Here's a snippet of my code that finds the median of an ArrayList of size filterSize:

while(elements.size()-counter >= filterSize){
            for(int i = 0; i<filterSize; i++){
                tempElements.add(this.elements.get(i+counter));
                if(i==filterSize){
                    break;
                }
            }
            
            Collections.sort(tempElements); //Sort tempElements to find median
            outputElements.add(tempElements.get((filterSize-1)/2)); //Add median to an output ArrayList after calculating median index
            
            counter++;
            tempElements.clear(); //Removes all elements from the tempElements and start again
        }

Basically I'm trying to avoid the whole use of Collections.sort() and tempElements.clear() in the code, thus the reason to find a better algorithm for finding the median in linear time.

Thanks.

Answer 1

Just to add to another answer, "Quickselect" for finding the median has very tight running time guarantees if you randomly choose each pivot, namely "almost certain" linear time, meaning that the probability of getting a running time greater than cn goes to 0 very quickly as the constant c grows, as n becomes large. So unless you are worried about odds even less likely than winning the lottery, for all intents and purposes there is a constant c such that you will never see a running time greater than cn, regardless of n.

Answer 2

I think the basic Quickselect algorithm (code below from this link) is quite easy to understand: you pick a pivot, apply Quicksort's partition function and then see where that pivot ends up, recursing accordingly to only one of the halves.

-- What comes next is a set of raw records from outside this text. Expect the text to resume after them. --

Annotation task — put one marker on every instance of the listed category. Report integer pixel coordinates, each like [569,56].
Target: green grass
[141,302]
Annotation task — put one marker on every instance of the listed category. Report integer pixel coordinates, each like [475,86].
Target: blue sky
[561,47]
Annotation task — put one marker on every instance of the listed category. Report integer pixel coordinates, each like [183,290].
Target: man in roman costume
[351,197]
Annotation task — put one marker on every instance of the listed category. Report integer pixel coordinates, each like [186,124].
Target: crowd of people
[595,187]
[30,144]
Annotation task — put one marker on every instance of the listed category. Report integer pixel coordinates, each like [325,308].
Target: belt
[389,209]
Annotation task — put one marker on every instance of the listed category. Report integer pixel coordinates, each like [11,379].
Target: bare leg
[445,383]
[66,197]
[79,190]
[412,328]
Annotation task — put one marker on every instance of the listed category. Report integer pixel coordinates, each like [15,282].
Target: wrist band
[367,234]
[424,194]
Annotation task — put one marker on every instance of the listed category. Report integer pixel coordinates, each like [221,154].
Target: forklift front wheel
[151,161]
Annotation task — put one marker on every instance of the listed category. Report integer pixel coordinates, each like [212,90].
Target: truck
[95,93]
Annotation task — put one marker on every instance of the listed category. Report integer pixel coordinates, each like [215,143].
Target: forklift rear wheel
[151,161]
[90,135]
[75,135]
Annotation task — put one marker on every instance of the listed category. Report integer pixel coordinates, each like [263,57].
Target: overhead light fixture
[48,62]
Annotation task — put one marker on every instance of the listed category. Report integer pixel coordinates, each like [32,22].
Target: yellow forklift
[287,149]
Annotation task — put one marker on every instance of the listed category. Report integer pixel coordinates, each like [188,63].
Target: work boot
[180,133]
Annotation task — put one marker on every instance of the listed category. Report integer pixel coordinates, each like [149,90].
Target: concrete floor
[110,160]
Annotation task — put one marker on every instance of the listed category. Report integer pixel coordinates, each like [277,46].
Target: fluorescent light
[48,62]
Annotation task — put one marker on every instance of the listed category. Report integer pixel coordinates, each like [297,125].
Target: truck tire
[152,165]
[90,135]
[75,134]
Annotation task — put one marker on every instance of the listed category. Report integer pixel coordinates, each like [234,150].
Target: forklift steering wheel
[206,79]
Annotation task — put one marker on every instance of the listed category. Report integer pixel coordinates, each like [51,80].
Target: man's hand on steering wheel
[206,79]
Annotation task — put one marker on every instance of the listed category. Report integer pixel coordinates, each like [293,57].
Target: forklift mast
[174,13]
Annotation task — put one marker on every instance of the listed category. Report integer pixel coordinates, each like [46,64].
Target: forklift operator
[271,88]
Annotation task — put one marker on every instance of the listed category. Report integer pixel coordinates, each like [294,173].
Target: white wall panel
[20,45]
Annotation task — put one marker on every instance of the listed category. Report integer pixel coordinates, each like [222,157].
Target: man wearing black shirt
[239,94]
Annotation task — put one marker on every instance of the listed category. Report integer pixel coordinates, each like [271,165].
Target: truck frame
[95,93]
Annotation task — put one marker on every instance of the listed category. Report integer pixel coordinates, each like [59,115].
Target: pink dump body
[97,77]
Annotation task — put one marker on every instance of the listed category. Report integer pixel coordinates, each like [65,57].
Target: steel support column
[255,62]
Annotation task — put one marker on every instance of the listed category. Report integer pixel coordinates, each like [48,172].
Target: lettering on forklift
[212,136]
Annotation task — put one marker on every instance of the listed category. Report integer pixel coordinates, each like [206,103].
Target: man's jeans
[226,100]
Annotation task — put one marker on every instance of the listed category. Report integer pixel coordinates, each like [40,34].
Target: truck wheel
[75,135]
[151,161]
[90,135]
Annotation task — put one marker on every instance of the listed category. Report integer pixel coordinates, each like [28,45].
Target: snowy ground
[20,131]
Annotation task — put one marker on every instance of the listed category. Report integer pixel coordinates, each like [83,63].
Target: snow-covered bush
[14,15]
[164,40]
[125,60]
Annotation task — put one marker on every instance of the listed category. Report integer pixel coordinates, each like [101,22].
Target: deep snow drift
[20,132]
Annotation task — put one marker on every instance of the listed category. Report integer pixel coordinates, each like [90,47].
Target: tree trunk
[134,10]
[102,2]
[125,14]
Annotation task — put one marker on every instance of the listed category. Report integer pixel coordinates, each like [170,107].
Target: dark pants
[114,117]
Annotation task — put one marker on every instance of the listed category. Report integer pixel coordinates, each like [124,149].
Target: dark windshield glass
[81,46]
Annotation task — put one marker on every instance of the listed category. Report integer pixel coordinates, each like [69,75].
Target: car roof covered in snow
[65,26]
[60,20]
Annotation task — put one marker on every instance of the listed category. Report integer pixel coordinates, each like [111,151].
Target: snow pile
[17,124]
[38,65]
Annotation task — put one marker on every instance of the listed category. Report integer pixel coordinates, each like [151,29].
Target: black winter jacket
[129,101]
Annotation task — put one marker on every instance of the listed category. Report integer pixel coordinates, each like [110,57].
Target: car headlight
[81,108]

 function partition(list, left, right, pivotIndex)
     pivotValue := list[pivotIndex]
     swap list[pivotIndex] and list[right]  // Move pivot to end
     storeIndex := left
     for i from left to right-1
         if list[i] < pivotValue
             swap list[storeIndex] and list[i]
             increment storeIndex
     swap list[right] and list[storeIndex]  // Move pivot to its final place
     return storeIndex

  // Returns the n-th smallest element of list within left..right inclusive
  // (i.e. left <= n <= right).
  // The size of the list is not changing with each recursion.
  // Thus, n does not need to be updated with each round.
  function select(list, left, right, n)
     if left = right        // If the list contains only one element,
         return list[left]  // return that element
     pivotIndex  := ...     // select a pivotIndex between left and right,
                            // e.g., left + floor(rand() * (right - left + 1))
     pivotIndex  := partition(list, left, right, pivotIndex)
     // The pivot is in its final sorted position
     if n = pivotIndex
         return list[n]
     else if n < pivotIndex
         return select(list, left, pivotIndex - 1, n)
     else
         return select(list, pivotIndex + 1, right, n)

Compared to median of medians, this can degenerate to O(n^2), but you can significantly reduce the chances of that happening by choosing the pivot randomly, like described in the comments.

If you're not happy with an implementation of median of medians that you don't fully understand, I suggest you go for something like this.